We also learn more about our illustrious captain. If you haven't realized...we don't know much about him do we? We know what motivates him but even that is shrouded in uncertainty. It is quite fascinating because I cannot say that @Aragmar's style changes while writing about this character and yet whenever we read about him, there is a difference, however intangible it may be. As far as I can tell we haven't really scratched the surface with him, like everything we know about him, whilst true, is a bit of a bravado, a front meant to fool. @Aragmar shows a little bit more about him with a curious glimpse into Anit'za's psyche...just enough so you can begin to understand him. And you are guaranteed to have a lot of fun and laughs in his company.
With Cat and Dozan we explore the universe's past and its future. Through a chilling recollection we dive into humanity's history and what transpired at the end of the Second World War. Effectively, not through citing facts, but rather short descriptions @Aragmar paints a truly grim picture. One that explains what made humans be they way they are. Where we see what humans are truly capable of and what drives someone who has long past gone beyond his breaking point. What has been sacrificed to give us a chance. And therein, again, lies the cruel irony: all that death not to save us, not to give us security, but to give us a fighting chance. We also learn you should never try to fight a veteran from the Starshatter universe. Just....just don't.
Then for the first time we experience vulnerability through the terran kids. Arguably only through Lilly have we seen how dire things are, how terrifying it is to grow up in this universe. Because we have, for the most part, seen just the great crew of Starshatter, humans seemed almost indomitable, like there is nothing they cannot stop or deal with, we see how naive we have been.

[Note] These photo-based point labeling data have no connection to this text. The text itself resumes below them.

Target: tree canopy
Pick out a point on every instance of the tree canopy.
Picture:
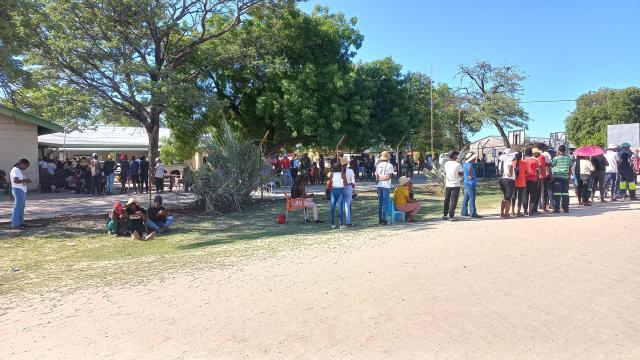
(587, 124)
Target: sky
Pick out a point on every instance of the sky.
(564, 47)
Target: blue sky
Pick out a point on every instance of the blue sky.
(565, 47)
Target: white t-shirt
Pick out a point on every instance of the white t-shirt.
(451, 171)
(17, 173)
(351, 176)
(336, 180)
(159, 170)
(384, 168)
(613, 159)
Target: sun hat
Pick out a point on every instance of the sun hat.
(470, 156)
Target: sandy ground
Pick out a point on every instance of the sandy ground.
(552, 287)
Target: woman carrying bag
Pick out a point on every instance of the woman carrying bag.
(337, 182)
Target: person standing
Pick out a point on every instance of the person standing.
(337, 182)
(561, 175)
(384, 173)
(470, 187)
(159, 176)
(348, 189)
(453, 174)
(19, 191)
(124, 173)
(144, 174)
(520, 171)
(96, 175)
(108, 169)
(532, 176)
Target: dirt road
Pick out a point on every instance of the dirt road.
(552, 287)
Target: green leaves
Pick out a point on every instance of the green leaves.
(587, 124)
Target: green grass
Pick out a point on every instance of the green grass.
(77, 253)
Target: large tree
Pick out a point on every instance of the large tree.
(492, 94)
(587, 124)
(126, 53)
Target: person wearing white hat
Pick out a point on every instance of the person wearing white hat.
(470, 187)
(402, 201)
(611, 171)
(384, 173)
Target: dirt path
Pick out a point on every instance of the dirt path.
(447, 290)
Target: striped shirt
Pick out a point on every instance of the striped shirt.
(561, 165)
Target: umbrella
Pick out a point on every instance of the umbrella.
(591, 150)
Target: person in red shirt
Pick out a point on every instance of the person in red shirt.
(520, 168)
(532, 176)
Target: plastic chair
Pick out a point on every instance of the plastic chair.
(393, 213)
(293, 204)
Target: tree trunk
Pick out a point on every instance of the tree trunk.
(504, 136)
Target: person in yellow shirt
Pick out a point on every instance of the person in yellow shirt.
(403, 202)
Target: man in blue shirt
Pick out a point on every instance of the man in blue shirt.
(470, 187)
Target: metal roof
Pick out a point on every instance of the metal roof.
(104, 137)
(44, 127)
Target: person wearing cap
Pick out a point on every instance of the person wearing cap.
(384, 173)
(348, 189)
(453, 174)
(159, 176)
(470, 187)
(158, 217)
(137, 221)
(108, 169)
(403, 201)
(561, 175)
(611, 171)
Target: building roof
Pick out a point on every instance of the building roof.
(44, 127)
(102, 137)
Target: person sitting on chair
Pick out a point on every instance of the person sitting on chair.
(298, 192)
(402, 201)
(158, 217)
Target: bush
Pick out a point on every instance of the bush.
(234, 168)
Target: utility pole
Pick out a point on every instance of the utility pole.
(431, 111)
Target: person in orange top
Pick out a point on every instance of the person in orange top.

The fact that kids have to learn the basics of combat from an early age is simultaneously inspiring and tragic. Inspiring for the indomitable spirit the human race exhibits, that none will roll over and die, none will simply give up as that is the greatest sin they can commit, whatever it takes to insure that they can not only survive but also have a life worth living. And yet, with all their technology and ingenuity, no parent can guarantee the safety or future of their kid, can ensure they have a peaceful childhood. All they can do is give them a fighting chance. That is something that truly shook me because here, on our Earth...I am not so sure and that terrifies me. Who would not wage war to secure the future of their children, to try and destroy those those who would come for them? There are those who would try to convince you that the children are not the future and are not worth it. @Aragmar swipes away this ridiculous notion and shows you that the children are the only future. That they are the light at the end of the tunnel. And the cruelty that life has offered them makes it all the more tragic. But fair or not, this is the life children are presented with, they will not complain but only try to help in whatever way they can. Tragic and at the same time inspirational figures, the children of Starshatter should be something we all aspire to be.
Then we have the absolute pleasure to witness the second round between Anit'za and Omasa and it is nothing like anything we have experienced so far. The scales exponentially grow as we no longer deal with squads but armies. And it has everything you would expect from a Starshatter battle: great combat scenes and smart tactical moves blended perfectly with descriptions of the weapons of war. Through each character we get to experience a different theatre of war. From the fight for space superiority, through vehicle combat to foot soldiers and infiltration units. And somehow, in the middle of all this, @Aragmar finds a way to smoothly highlight our heroes: Lilly's further spiral into depression, Anit'za's brilliance, Brynjar's complicated simplicity, Awesome's absurdity, Alric's grim determination and Vasilisa's dedication. It is all there and I don't want to spoil it but I have to talk about one particular chapter. I dare not say which it is, but I believe you will know the one. After I read it, I couldn't help but jump from my seat and walk around the house while yelling like a madman. For me this is the highlight when it comes to battles so far. A truly breathtaking, intense clash that encapsulates one of the many reasons I truly love this series. And everything ends with the true clash that John Williams should've been composing music about. Try as I might I cannot give the combat justice, I can only gush about how great it is while trying not to spoil it. Sadly everything ends on a bit of a cliffhanger, nothing drastic that would drive you crazy but it does make you want to go and pester @Aragmar to see when the next book will come out.
And here I am, dear reader, sitting in the mess hall of Starshatter, enjoying Anit'za's great cooking and waiting for the crew to reach their destination. Anxious and yet hopeful that I will see these characters that I have grown to love again. For that is rare and whenever it happens I always cherish it. I hope you have as well. There is plenty of room aboard.